Dünyanın su sistemleri çok büyük bir tehditle karşı karşıya. Artan kirlilik içilebilir su kaynaklarını ve kıyı su ekosistemlerini bozmakta. İklim değişikliği yağış modellerini değiştiriyor, buzul erimesini hızlandırıyor, bir bölgede selleri diğer bölgede kuraklığı yaşıyoruz. Küresel fiziksel ve ekonomik su kıtlığı haritası aşağıda yer almakta(Birleşmiş Milletler Dünya Su Gelişimi Raporu 4, Dünya Su Değerlendirme Programı, Mart 2012). Şu anda su kıtlığı olan bölgelerde bir milyardan fazla insan yaşıyor ve 2025 yılına kadar 3,5 milyar insan su kıtlığı yaşayabileceği ön görülmekte. Bir bölgede tatlı su kaynaklarının miktarının ihtiyaç duyulan su miktarından az olması su stresi olarak adlandırılıyor. 2040 yılına kadar 33 ülkenin su stresi yaşayacağı tahmin ediliyor. Dünya ülkelerinin üçte birinin suya erişimi yok veya çok kısıtlı. Dünya nüfusunun %18’i ise temiz suya ulaşamıyor. Su kaynaklarının azalması, büyük toplumsal göçlere ve salgın hastalıklar gibi olumsuz etkilere yol açıyor. Kişi başına düşen su miktarı 1950’lerde 16.800 m3 iken, 2025 yılında Dünya nüfusunun neredeyse 8 milyara ulaşması beklendiğinden kişi başına düşen su miktarının da tahminen 4.800 m3’lere inmesi öngörülmektedir. 
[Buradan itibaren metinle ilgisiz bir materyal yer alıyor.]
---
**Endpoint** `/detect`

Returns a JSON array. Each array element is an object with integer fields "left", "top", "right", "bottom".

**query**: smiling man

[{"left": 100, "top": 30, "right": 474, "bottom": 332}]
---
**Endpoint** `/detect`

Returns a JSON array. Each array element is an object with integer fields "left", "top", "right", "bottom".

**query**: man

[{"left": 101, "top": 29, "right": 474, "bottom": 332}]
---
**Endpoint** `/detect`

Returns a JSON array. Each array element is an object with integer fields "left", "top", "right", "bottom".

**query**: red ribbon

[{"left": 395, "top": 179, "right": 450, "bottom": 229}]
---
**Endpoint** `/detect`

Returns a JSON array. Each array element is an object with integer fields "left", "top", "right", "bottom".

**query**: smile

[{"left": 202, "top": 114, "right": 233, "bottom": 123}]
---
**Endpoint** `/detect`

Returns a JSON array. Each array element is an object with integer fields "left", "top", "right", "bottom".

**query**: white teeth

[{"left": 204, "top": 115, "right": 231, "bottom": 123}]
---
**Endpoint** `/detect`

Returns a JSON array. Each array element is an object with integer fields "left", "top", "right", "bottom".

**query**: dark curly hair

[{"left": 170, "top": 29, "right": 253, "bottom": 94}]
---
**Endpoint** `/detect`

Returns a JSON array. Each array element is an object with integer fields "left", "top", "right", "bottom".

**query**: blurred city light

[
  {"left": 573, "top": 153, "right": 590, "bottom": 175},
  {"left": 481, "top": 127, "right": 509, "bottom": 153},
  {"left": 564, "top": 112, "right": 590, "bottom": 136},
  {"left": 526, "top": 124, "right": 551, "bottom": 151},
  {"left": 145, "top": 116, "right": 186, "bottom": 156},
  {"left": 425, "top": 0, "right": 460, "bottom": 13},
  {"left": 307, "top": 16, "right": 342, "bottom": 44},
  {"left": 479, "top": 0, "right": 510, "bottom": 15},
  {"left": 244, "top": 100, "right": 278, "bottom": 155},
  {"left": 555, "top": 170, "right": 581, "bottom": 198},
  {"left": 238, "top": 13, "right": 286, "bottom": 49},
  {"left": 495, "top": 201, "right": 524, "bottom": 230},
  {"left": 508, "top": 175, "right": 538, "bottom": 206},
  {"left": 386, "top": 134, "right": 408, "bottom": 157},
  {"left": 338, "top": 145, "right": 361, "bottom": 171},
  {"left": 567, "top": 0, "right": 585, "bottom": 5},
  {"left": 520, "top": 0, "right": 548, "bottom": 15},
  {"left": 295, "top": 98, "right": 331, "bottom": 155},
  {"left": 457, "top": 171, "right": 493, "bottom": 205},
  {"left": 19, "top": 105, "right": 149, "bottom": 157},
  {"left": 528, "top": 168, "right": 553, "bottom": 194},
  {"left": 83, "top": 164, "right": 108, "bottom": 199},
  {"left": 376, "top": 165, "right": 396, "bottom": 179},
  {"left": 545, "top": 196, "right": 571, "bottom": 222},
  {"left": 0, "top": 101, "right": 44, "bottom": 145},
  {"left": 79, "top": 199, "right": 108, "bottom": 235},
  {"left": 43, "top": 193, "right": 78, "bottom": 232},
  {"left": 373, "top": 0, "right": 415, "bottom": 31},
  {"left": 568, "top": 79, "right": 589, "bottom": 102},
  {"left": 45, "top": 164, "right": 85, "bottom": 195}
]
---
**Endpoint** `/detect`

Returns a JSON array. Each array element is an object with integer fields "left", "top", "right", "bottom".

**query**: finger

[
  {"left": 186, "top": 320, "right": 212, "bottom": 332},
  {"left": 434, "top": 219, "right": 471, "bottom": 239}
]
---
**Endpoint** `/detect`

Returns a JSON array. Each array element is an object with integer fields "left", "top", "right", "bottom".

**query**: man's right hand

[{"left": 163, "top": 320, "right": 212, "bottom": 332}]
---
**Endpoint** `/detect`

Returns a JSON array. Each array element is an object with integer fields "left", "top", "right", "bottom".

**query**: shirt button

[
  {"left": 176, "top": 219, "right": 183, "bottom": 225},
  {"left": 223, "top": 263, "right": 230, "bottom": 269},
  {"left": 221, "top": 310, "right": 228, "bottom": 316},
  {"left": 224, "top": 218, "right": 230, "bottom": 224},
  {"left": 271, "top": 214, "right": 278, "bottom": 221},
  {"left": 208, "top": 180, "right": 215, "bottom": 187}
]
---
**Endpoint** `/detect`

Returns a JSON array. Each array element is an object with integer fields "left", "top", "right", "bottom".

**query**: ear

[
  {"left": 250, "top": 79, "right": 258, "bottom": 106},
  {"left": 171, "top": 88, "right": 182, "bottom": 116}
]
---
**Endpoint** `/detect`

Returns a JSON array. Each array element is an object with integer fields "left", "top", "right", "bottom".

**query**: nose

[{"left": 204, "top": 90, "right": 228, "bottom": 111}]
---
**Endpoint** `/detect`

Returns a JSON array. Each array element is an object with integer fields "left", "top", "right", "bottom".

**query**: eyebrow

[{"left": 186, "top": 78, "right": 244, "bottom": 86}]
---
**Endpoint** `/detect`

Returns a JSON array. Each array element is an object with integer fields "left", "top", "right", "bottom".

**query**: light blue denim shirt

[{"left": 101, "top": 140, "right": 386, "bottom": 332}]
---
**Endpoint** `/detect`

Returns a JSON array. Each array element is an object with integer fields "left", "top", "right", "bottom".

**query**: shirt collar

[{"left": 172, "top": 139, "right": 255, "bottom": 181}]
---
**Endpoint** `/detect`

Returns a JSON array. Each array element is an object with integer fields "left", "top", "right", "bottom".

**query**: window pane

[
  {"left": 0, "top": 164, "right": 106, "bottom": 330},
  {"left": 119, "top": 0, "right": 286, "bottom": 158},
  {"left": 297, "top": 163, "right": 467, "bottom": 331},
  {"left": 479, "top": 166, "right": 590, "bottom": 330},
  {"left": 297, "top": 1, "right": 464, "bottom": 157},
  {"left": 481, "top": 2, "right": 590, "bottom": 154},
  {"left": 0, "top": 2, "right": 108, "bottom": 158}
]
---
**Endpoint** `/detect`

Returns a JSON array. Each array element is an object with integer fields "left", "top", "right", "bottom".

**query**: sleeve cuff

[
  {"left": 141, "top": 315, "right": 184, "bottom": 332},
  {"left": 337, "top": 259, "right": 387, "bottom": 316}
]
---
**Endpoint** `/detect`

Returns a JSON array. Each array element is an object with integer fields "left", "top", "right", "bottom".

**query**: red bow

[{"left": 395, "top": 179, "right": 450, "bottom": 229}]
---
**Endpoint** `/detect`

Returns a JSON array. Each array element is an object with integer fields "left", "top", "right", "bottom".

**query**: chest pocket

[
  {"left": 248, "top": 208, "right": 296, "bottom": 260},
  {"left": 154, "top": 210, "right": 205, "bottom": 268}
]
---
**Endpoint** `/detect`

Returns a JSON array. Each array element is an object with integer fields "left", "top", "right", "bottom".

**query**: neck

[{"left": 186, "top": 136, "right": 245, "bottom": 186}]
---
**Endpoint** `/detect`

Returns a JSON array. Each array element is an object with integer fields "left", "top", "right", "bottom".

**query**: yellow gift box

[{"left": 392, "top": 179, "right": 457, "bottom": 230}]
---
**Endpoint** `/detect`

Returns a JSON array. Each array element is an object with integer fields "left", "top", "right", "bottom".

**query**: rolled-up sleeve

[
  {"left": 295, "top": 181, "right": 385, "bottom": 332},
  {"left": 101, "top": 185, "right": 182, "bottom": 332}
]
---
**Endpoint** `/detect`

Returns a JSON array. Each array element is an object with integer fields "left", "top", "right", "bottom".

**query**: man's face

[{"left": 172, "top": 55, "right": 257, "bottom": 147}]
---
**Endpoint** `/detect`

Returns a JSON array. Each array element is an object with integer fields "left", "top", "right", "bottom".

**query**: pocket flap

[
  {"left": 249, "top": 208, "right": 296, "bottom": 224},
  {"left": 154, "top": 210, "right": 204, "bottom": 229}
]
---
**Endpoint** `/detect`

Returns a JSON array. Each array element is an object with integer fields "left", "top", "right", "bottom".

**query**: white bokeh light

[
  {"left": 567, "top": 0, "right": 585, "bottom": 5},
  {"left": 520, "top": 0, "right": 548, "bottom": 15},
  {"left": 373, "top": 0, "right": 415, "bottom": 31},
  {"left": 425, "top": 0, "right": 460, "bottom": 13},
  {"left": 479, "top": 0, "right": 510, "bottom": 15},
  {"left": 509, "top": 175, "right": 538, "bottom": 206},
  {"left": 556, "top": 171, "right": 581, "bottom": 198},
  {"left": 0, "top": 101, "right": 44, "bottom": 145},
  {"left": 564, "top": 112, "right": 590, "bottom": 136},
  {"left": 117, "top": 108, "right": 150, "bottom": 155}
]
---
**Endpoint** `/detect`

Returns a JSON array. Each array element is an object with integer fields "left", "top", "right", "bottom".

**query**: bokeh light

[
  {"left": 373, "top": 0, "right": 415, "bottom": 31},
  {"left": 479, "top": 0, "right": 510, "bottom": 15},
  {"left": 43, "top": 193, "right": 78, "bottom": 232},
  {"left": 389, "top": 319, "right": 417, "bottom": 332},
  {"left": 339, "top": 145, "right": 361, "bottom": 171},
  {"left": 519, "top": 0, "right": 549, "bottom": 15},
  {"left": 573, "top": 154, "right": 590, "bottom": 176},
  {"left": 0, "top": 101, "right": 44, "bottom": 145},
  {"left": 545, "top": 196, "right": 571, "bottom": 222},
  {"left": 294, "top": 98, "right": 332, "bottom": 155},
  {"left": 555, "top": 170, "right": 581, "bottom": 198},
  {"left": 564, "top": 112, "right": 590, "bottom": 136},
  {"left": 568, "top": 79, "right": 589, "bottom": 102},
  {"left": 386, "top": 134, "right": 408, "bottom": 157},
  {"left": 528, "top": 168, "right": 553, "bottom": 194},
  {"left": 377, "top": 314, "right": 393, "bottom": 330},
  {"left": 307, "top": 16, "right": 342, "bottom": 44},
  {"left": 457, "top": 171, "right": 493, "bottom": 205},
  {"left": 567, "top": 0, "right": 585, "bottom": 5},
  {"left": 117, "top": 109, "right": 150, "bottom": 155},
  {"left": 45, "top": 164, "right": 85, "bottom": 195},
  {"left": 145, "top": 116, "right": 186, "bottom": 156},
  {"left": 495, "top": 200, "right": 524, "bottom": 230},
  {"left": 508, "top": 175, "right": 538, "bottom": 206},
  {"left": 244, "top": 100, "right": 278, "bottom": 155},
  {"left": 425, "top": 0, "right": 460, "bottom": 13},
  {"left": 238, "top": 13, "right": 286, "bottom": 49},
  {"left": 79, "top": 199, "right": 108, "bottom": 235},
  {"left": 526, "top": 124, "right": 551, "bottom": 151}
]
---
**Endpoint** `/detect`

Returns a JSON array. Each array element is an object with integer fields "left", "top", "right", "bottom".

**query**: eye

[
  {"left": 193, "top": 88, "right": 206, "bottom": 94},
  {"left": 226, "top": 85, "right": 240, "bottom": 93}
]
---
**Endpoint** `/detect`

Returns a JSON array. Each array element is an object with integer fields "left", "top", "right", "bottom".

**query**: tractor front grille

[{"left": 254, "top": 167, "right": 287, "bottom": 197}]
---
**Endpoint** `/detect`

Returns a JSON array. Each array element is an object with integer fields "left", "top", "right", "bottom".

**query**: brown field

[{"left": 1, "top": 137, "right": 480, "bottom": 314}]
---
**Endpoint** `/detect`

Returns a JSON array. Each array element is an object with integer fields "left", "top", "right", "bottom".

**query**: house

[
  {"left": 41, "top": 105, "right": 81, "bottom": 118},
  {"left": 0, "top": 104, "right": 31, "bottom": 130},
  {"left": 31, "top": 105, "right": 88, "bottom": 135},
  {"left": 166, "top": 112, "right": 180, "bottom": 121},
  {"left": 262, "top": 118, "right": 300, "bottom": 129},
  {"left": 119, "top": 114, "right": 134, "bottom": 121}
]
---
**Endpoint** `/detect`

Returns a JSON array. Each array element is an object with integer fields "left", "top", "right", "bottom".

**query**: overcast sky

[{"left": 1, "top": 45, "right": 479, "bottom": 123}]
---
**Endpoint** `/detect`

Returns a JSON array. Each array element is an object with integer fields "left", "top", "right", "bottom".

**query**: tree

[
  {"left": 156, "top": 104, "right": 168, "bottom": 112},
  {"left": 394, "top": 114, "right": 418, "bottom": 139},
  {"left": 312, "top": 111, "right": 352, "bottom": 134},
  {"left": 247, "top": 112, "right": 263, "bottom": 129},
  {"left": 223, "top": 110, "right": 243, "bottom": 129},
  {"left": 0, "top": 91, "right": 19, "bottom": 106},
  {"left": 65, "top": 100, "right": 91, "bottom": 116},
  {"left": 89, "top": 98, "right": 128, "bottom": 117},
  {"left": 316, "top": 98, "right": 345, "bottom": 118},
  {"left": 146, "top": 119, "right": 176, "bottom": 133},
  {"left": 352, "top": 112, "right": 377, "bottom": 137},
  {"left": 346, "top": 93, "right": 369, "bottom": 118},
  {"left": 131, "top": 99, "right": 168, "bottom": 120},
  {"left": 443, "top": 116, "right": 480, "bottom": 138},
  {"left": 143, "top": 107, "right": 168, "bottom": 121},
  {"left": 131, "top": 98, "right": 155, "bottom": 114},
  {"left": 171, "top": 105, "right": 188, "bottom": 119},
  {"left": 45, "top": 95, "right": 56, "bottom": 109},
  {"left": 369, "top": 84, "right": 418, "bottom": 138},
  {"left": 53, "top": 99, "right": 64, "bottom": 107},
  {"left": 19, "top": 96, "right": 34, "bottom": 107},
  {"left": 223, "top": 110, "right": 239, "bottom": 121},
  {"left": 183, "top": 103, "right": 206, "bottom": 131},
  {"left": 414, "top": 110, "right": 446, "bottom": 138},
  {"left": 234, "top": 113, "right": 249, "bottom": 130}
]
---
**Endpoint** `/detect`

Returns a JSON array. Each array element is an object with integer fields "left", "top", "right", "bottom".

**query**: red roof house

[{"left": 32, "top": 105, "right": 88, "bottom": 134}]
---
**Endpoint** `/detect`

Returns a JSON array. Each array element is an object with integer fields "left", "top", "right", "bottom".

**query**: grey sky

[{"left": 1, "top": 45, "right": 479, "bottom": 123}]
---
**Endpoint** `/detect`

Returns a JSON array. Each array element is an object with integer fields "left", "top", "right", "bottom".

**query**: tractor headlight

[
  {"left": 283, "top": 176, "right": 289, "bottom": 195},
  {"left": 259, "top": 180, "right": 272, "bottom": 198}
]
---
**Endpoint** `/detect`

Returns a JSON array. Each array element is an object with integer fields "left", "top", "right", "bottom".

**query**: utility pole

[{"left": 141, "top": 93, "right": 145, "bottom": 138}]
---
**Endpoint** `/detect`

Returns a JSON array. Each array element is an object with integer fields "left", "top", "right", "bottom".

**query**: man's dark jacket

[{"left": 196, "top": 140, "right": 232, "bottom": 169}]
Türkiye bu verilerde riskli ülkeler arasında. DSİ tarafından yapılan analizlerde, 2020 sonu itibarıyla 83 milyon 614 bin 362 kişi olan ülkemiz nüfusu ile yıllık kullanılabilir su potansiyeli olan 112 milyar m³ üzerinden hesap yapıldığında kişi başına düşen kullanılabilir yıllık su miktarının 2020 yılı için 1.339 m³ olduğu görülmekte (DSİ-FR, 2020). Yıllara göre sürekli olarak düşme eğiliminde olan kişi başına düşen kullanılabilir yıllık su miktarı ile Türkiye, Falkenmark Göstergesi kriterleri baz alındığında “su stresi yaşayan ülkeler” kategorisinde konumlandırılmaktadır.

 

Bu konuda farkındalık oluşturmak amacıyla 22 Mart tarihi her yıl Birleşmiş Milletler tarafından Dünya Su Günü olarak kutlanıyor. Suyu en verimli şekilde kullanmaya dikkat ederek kendi su ayak izimizi küçültebiliriz. Su ayak izi olarak isimlendirilen kavram, bir bireyin doğrudan ve dolaylı olarak harcadığı su miktarı olarak tanımlanmakta. Su tasarufu diyince direkt tükettiğimiz su akla geliyor ancak su ayak izinde dolaylı tüketilen su içinde hatırlanmalı. Örneğin giydiğimiz bir tişörtün üretilmesi için (yani pamuğun tarlada üretilmesinden fabrikada ipliğe ve tişörte dönüşmesine, satılacağı mağazaya nakliyesinden bize ulaşana kadar geçen süreçte) kullanılan su miktarı yaklaşık 2.500 litre. Su ayak izi değerlendirmeleri ilk olarak tarım sektörleri ve gıda üretim süreçleri için geliştirilmiş, daha sonra enerji üretimi gibi sanayi sektörlerine yaygınlaştırılmış. "Su ayak izi değerleri" su kaynaklarının sürdürülebilirliğine odaklanırken "geri dönüşüm değerleri" ürünlerin tekrar sürdürülebilirliğine odaklanmakta.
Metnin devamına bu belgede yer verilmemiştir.